It seems to us that we might have entered a new phase in which craft breweries (def. 2) are explicitly in competition with each other, rather than at war with Big Beer.
That thought was prompted by the announcement by London brewery Brew By Numbers (AKA BBNo) that they are going to include bottled-on dates on all their hoppy beers from now on.
We think this is a laudable move — the more information the better — even if we’re not wholly convinced by the fetishisation of beers that have to be consumed within eight minutes of leaving the brewery, at great inconvenience to distributors and outlets.
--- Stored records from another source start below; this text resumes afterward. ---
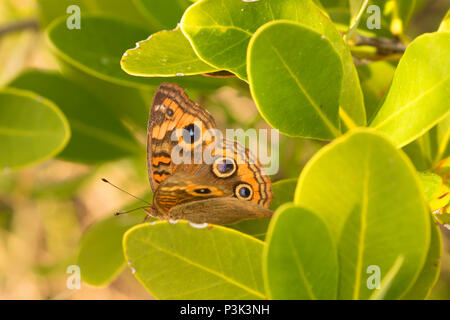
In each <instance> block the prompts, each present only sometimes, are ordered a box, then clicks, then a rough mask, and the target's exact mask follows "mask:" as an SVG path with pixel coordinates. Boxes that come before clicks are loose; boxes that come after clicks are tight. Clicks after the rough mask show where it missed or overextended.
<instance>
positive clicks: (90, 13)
mask: <svg viewBox="0 0 450 320" xmlns="http://www.w3.org/2000/svg"><path fill="white" fill-rule="evenodd" d="M37 3H38V8H39V14H40V17H41V21H42V22H43V23H44V24H45V25H47V24H49V23H51V22H52V21H53V20H54V19H56V18H58V17H61V16H64V17H65V18H66V19H67V18H69V16H70V15H71V14H72V13H70V14H69V13H67V9H68V8H69V7H70V6H72V5H76V6H78V7H79V8H80V14H81V16H83V15H84V14H93V13H94V14H108V15H110V16H114V17H116V18H120V19H124V20H127V21H131V22H133V23H139V24H140V25H143V26H145V27H148V25H149V22H148V21H146V20H145V19H144V16H143V15H142V14H141V13H140V11H139V10H138V9H137V8H136V7H135V6H134V4H133V2H132V1H123V0H37ZM82 27H83V26H82Z"/></svg>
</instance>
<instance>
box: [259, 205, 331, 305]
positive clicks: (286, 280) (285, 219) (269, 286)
mask: <svg viewBox="0 0 450 320" xmlns="http://www.w3.org/2000/svg"><path fill="white" fill-rule="evenodd" d="M266 241H267V246H266V247H265V248H266V249H265V253H264V263H265V265H264V276H265V279H266V287H267V290H268V293H269V296H270V297H271V298H272V299H302V300H303V299H307V300H317V299H336V297H337V291H338V255H337V252H336V248H335V245H334V242H333V240H332V238H331V235H330V232H329V231H328V229H327V226H326V224H325V223H324V222H323V221H322V220H321V219H320V218H319V217H318V216H317V215H315V214H313V213H311V212H309V211H307V210H305V209H302V208H300V207H295V206H293V205H286V206H283V207H281V208H280V209H279V210H278V211H277V213H276V214H275V216H274V217H273V220H272V222H271V224H270V228H269V231H268V233H267V239H266Z"/></svg>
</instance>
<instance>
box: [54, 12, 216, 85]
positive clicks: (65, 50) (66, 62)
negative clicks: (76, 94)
mask: <svg viewBox="0 0 450 320" xmlns="http://www.w3.org/2000/svg"><path fill="white" fill-rule="evenodd" d="M81 25H82V28H81V29H79V30H77V29H74V30H70V29H68V28H67V26H66V20H65V19H57V20H55V21H54V22H53V23H52V24H51V25H50V26H49V27H48V29H47V37H48V39H49V42H50V43H51V45H52V48H53V49H54V51H55V53H56V55H57V56H58V57H59V58H60V59H61V60H62V61H63V62H65V63H67V64H69V65H71V66H73V67H75V68H76V69H78V70H81V71H83V72H85V73H87V74H89V75H91V76H94V77H96V78H99V79H102V80H104V81H107V82H112V83H114V84H117V85H121V86H126V87H132V88H138V89H143V90H146V91H149V90H152V89H154V88H155V87H156V86H158V85H159V84H160V83H161V82H162V81H163V80H162V79H157V78H155V79H152V78H143V77H134V76H131V75H129V74H127V73H125V72H124V71H123V70H122V69H121V68H120V61H121V59H122V56H123V53H124V52H125V51H126V50H127V49H128V48H132V47H134V46H135V42H136V41H139V40H142V39H145V38H147V37H148V36H149V34H151V32H149V31H147V30H146V29H143V28H142V27H140V26H136V25H133V24H131V23H128V22H125V21H122V20H118V19H115V18H111V17H107V16H88V15H86V16H83V17H82V18H81ZM176 79H177V80H176V81H177V83H179V84H180V85H182V86H190V87H192V86H197V87H198V86H201V87H204V85H207V84H208V82H209V83H210V82H211V80H210V79H204V78H203V77H201V76H198V77H189V78H187V77H186V79H183V78H182V77H177V78H176ZM209 86H210V87H211V86H213V85H212V84H209Z"/></svg>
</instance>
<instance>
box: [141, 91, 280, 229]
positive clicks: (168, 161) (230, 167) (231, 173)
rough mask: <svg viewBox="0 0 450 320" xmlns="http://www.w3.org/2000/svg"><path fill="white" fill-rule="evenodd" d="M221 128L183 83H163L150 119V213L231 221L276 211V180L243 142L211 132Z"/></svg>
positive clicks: (148, 140)
mask: <svg viewBox="0 0 450 320" xmlns="http://www.w3.org/2000/svg"><path fill="white" fill-rule="evenodd" d="M217 131H218V130H217V128H216V124H215V121H214V118H213V117H212V116H211V114H210V113H209V112H208V111H206V110H205V109H203V108H202V107H201V106H200V105H198V104H197V103H195V102H194V101H192V100H191V99H190V98H189V97H188V96H187V94H186V93H185V91H184V89H183V88H182V87H180V86H178V85H176V84H170V83H163V84H161V85H160V86H159V87H158V89H157V91H156V93H155V95H154V98H153V102H152V106H151V110H150V116H149V121H148V135H147V165H148V176H149V180H150V185H151V188H152V191H153V203H152V205H151V206H150V207H148V208H146V209H145V211H146V212H147V216H146V218H148V217H156V218H159V219H164V220H178V219H183V220H188V221H190V222H193V223H213V224H224V225H228V224H234V223H236V222H239V221H241V220H245V219H254V218H264V217H271V216H272V214H273V212H272V211H271V210H269V205H270V202H271V201H272V186H271V182H270V180H269V178H268V176H267V175H266V174H265V173H264V170H263V168H262V166H261V165H260V163H259V162H258V159H256V157H255V156H254V155H253V154H252V153H251V152H250V150H249V149H247V148H245V147H244V146H242V145H241V144H239V143H238V142H236V141H229V140H226V139H223V138H222V137H221V136H217V135H214V134H211V132H213V133H214V132H217ZM219 133H220V131H219ZM205 151H208V152H209V153H205ZM179 154H182V155H183V158H181V160H184V161H180V157H179V156H178V155H179ZM205 154H208V155H209V161H204V160H205V159H203V158H202V156H204V155H205ZM198 160H199V161H198Z"/></svg>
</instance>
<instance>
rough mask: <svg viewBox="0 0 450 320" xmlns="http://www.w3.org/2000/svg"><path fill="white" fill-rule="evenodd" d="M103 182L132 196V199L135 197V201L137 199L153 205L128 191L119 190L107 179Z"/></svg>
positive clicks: (112, 183) (129, 195)
mask: <svg viewBox="0 0 450 320" xmlns="http://www.w3.org/2000/svg"><path fill="white" fill-rule="evenodd" d="M102 181H103V182H105V183H107V184H109V185H111V186H113V187H114V188H116V189H118V190H120V191H122V192H124V193H126V194H128V195H129V196H131V197H133V198H135V199H137V200H140V201H142V202H144V203H146V204H148V205H151V203H150V202H148V201H146V200H144V199H141V198H139V197H136V196H135V195H134V194H131V193H129V192H128V191H125V190H123V189H122V188H119V187H118V186H116V185H115V184H113V183H111V182H109V181H108V180H106V179H105V178H102ZM138 209H141V208H138ZM136 210H137V209H136Z"/></svg>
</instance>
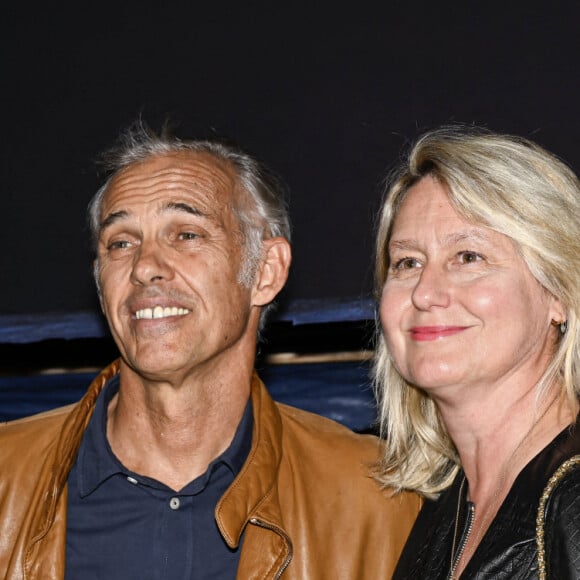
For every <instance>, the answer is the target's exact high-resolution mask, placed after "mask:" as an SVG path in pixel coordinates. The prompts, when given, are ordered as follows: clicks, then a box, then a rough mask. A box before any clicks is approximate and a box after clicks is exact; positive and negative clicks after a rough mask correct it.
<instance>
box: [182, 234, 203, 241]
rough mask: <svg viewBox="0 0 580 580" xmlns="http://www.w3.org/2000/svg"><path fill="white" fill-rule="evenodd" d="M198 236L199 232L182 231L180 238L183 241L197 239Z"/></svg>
mask: <svg viewBox="0 0 580 580" xmlns="http://www.w3.org/2000/svg"><path fill="white" fill-rule="evenodd" d="M198 237H199V236H198V234H196V233H194V232H182V233H181V234H179V239H180V240H183V241H189V240H195V239H196V238H198Z"/></svg>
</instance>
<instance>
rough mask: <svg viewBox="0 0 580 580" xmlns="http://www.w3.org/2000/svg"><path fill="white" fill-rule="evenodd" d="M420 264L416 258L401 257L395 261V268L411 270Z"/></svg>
mask: <svg viewBox="0 0 580 580" xmlns="http://www.w3.org/2000/svg"><path fill="white" fill-rule="evenodd" d="M419 266H420V264H419V261H418V260H416V259H415V258H401V259H400V260H397V261H396V262H394V263H393V270H411V269H412V268H418V267H419Z"/></svg>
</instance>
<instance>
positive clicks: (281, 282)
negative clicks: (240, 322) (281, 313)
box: [252, 237, 292, 306]
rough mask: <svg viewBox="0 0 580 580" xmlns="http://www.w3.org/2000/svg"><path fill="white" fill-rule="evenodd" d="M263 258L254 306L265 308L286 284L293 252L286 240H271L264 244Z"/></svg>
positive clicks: (272, 238) (289, 243)
mask: <svg viewBox="0 0 580 580" xmlns="http://www.w3.org/2000/svg"><path fill="white" fill-rule="evenodd" d="M263 248H264V251H263V258H262V262H261V264H260V267H259V269H258V272H257V273H256V279H255V281H254V288H253V291H252V294H253V304H254V306H265V305H266V304H269V303H270V302H272V300H274V298H276V295H277V294H278V292H280V290H282V288H283V287H284V284H286V280H287V279H288V272H289V270H290V263H291V262H292V250H291V248H290V243H289V242H288V240H287V239H286V238H282V237H276V238H269V239H267V240H264V242H263Z"/></svg>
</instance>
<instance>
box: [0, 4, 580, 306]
mask: <svg viewBox="0 0 580 580" xmlns="http://www.w3.org/2000/svg"><path fill="white" fill-rule="evenodd" d="M76 4H79V3H76ZM81 4H83V5H84V4H85V3H81ZM86 4H87V5H86V6H82V7H78V6H73V7H70V6H69V7H65V6H64V5H61V6H59V5H58V4H56V5H55V4H52V5H51V6H50V9H44V10H42V11H40V12H39V11H38V8H34V7H33V6H32V5H30V4H27V3H22V5H21V6H20V7H17V6H16V7H15V6H14V3H11V4H10V5H7V6H5V7H4V8H3V12H4V15H3V19H2V25H1V27H2V31H1V33H2V34H1V36H2V40H1V41H2V44H3V47H4V48H3V52H4V57H3V59H2V102H3V123H2V137H3V138H2V145H1V147H2V149H1V153H2V190H1V196H2V197H1V208H2V212H1V216H2V227H1V228H0V248H1V254H0V276H1V278H0V280H1V284H0V314H8V313H23V312H33V313H34V312H48V311H75V310H84V309H92V308H95V307H96V304H95V298H94V292H93V287H92V281H91V275H90V259H91V257H90V253H89V250H88V236H87V232H86V228H85V221H84V215H85V207H86V205H87V202H88V200H89V198H90V197H91V195H92V193H93V192H94V191H95V189H96V188H97V185H98V180H97V175H96V171H95V169H94V166H93V160H94V158H95V157H96V155H97V153H98V152H99V151H100V150H101V149H102V148H104V147H106V146H108V145H109V144H111V142H112V141H113V139H114V138H115V136H116V134H117V132H118V131H119V129H121V128H122V127H124V126H126V125H127V124H128V123H129V122H130V121H131V120H132V119H133V118H134V117H135V116H136V115H137V114H142V115H143V117H144V118H145V119H146V120H148V121H149V122H150V123H151V124H153V125H155V124H157V123H159V122H161V121H162V120H163V118H164V117H165V115H166V114H170V115H171V116H172V117H173V118H174V119H176V120H177V121H178V122H179V123H180V127H181V129H180V132H181V133H182V134H183V135H184V136H192V137H194V136H207V135H208V134H212V133H213V134H218V135H222V136H227V137H229V138H231V139H234V140H235V141H238V142H239V143H240V144H242V145H243V146H245V147H246V148H247V149H249V150H250V151H252V152H253V153H254V154H256V155H257V156H259V157H260V158H262V159H263V160H264V161H266V162H267V163H268V164H269V165H271V166H272V167H273V168H274V169H275V170H276V171H278V172H279V173H280V174H282V175H283V176H284V177H285V179H286V181H287V182H288V184H289V186H290V189H291V192H292V193H291V199H290V204H291V213H292V219H293V223H294V264H293V270H292V274H291V279H290V282H289V285H288V288H287V289H286V291H285V297H286V298H288V297H290V298H333V297H352V298H357V297H361V296H367V295H369V294H370V292H371V287H372V273H371V272H372V252H373V244H372V240H373V233H374V216H375V213H376V210H377V207H378V204H379V201H380V194H381V180H382V179H383V177H384V175H385V173H386V171H387V170H388V169H389V167H390V166H391V164H392V163H393V162H394V161H395V160H396V158H397V157H398V156H399V155H400V154H401V151H402V150H404V147H405V145H406V143H407V142H408V141H409V139H412V138H413V137H415V136H416V135H417V134H418V133H420V132H422V131H423V130H424V129H427V128H430V127H433V126H434V125H437V124H440V123H445V122H465V123H477V124H482V125H485V126H487V127H489V128H491V129H494V130H499V131H507V132H514V133H518V134H521V135H524V136H528V137H531V138H533V139H535V140H537V141H538V142H539V143H540V144H542V145H544V146H546V147H548V148H549V149H551V150H552V151H554V152H555V153H557V154H558V155H560V156H561V157H563V158H564V159H565V160H567V161H568V162H569V163H570V164H571V165H572V166H573V167H574V168H575V169H576V170H577V171H578V169H579V164H580V122H579V115H578V100H579V99H578V97H579V91H578V89H579V79H578V76H579V75H578V57H579V48H580V45H579V38H580V31H579V25H578V23H579V12H580V10H579V3H578V2H560V3H548V2H545V1H541V2H540V1H536V0H528V1H527V2H509V1H508V2H502V3H493V2H477V3H475V2H473V3H472V2H459V1H456V2H448V3H447V4H445V3H441V2H438V3H435V2H412V1H407V2H399V1H391V2H389V1H383V2H375V3H368V4H361V3H356V4H353V3H347V5H346V6H345V7H344V8H340V7H339V6H338V5H337V3H327V4H326V6H324V5H323V6H320V5H318V7H314V6H312V5H308V4H305V5H299V4H295V3H285V4H286V5H285V6H284V7H281V6H277V4H278V3H274V2H270V3H268V4H266V3H264V4H263V5H258V4H256V3H250V2H246V3H236V4H234V3H232V4H228V3H223V2H222V3H215V4H216V5H215V6H213V5H212V4H211V3H203V4H201V3H196V2H188V3H184V4H183V5H177V4H172V3H166V4H159V3H157V4H156V5H154V6H153V5H152V6H151V7H147V6H146V5H145V4H143V5H137V4H135V5H134V6H131V5H129V4H127V3H123V2H118V3H117V5H116V7H115V8H114V9H113V8H107V7H106V5H103V4H98V5H97V4H96V3H91V5H90V6H89V5H88V3H86ZM311 4H312V3H311Z"/></svg>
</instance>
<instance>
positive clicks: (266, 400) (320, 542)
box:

But why are they doing it? We’d guess it’s because, in a market where lots of breweries — lots of London breweries, even — are making beer similar to and (give or take) as good as Brew By Numbers, they need to do something to stand out. This isn’t about looking better or more interesting than, say, John Smith’s, or Carslberg — that battle is won — but about competing with Beavertown or Five Points.
The same perhaps goes for Manchester’s Cloudwater whose wonderfully transparent recipe development process isn’t a challenge to AB-InBev but to the other cool kids, and especially to those who were cool a decade or more ago.
When BrewDog came along raging at both Big Beer and the CAMRA-affiliated bitter-brewing microbrewery fraternity (you can debate the sincerity of that rage amongst yourselves) they could score points easily: it didn’t take much to seem fresh. But nowadays, it requires a big gesture, like publishing all their recipes in a free e-book, to maintain their dominant position.
All this might be good news for consumers — more transparency, fundamentally better beer quality — but we understand why it might leave some mourning the days when everyone was in it together.
The point is, in 2011, being Well Craft was enough; now, you’ve got to be Crafter then Craft to get noticed. Where will it end?